In United States v. Four Seasons Earthworks, 10 OCAHO No. 1150 (2012), Four Seasons was charged with 19 violations of IRCA for its failure to ensure the completion of Section 1 and failed to complete Section 2 and 3. Four Seasons, a family-owned building contractor, based in Wilmington, North Carolina, was audited by Immigration and Customs Enforcement (ICE) in November 2009. Interestingly, ICE only requested the I-9s of the 22 current employees and 21 former employees, whose employment ended after January 1, 1999. Normally, ICE goes back at least two years for terminated employees.


The violations concerned its failure to ensure completion of Section 1 and/or failure to properly complete Section 2 or 3. Essentially, Four Seasons only entered data in List B even though IRCA requires you to complete both List B and C or List A. Four Seasons argued the above violations were technical, not substantive, because the I-9s provided the social security numbers in Section 1 and the employees' personnel files contained social security cards and birth certificates - both List C
documents. Furthermore, Four Seasons produced some of these documents for ICE after the initial audit.

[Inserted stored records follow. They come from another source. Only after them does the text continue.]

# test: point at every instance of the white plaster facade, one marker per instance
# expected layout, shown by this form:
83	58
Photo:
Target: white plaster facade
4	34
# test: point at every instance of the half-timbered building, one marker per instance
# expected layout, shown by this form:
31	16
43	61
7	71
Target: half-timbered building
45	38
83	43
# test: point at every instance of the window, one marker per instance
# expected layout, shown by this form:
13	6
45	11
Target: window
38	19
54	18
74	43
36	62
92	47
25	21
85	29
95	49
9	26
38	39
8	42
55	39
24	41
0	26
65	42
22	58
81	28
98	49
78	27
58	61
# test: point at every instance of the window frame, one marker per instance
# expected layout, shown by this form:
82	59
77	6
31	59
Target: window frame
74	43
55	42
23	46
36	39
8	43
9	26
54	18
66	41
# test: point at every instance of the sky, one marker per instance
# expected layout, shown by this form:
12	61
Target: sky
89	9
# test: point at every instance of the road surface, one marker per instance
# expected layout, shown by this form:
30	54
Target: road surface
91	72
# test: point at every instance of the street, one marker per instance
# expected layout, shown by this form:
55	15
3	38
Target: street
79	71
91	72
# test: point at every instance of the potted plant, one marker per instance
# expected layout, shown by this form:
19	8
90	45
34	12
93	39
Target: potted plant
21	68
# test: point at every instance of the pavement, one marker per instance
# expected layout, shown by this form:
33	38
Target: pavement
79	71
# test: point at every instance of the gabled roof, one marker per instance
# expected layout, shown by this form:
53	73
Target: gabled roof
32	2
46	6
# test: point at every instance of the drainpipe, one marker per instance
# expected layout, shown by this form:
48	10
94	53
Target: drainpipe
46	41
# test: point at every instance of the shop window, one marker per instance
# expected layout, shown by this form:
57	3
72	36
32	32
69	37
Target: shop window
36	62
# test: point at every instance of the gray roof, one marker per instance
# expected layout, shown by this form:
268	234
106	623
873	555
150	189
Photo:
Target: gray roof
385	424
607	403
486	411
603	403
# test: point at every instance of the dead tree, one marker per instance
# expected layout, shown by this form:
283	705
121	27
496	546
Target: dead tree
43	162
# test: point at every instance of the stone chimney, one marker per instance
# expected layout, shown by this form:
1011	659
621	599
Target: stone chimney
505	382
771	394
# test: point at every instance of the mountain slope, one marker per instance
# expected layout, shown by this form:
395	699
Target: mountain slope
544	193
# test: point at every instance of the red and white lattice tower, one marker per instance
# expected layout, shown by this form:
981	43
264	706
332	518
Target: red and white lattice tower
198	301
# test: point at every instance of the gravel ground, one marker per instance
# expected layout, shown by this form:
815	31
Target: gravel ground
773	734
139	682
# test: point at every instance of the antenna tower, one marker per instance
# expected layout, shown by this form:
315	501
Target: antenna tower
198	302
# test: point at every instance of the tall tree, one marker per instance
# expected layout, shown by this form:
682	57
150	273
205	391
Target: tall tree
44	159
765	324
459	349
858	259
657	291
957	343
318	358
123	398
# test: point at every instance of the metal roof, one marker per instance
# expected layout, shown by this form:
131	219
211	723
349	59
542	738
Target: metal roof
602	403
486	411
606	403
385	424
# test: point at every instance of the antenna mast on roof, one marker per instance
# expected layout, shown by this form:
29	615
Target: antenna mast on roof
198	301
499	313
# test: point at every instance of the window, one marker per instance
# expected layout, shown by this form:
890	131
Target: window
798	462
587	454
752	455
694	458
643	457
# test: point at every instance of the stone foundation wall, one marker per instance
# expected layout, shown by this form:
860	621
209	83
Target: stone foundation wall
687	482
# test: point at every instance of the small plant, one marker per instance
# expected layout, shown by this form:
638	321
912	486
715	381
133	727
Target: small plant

OCAHO dismissed Four Season's arguments as contrary to established law, citing 8 C.F.R. section 274a2(b)(3) which states: "the copying or electronic image (of identity documents) does not relieve the employer from the requirement to fully complete section 2 of the form I-9." Furthermore, OCAHO stated that Four Seasons late production of copies of supporting documents does not excuse the company's failure to enter the necessary information on the I-9. It would not even have excused Four Seasons' violations even if timely produced.


Concerning the fine, the range is from $110 to $1,100 per violations. Thus, based on 19 violations, the range is from $2,090 to $20,900. ICE determined there were 19 violations which was divided by 43 - the total number of employees/former employees, equaling about 44%. According to ICE's grid, a percentage between 40 and 49% equals a base fine of $770 per violation.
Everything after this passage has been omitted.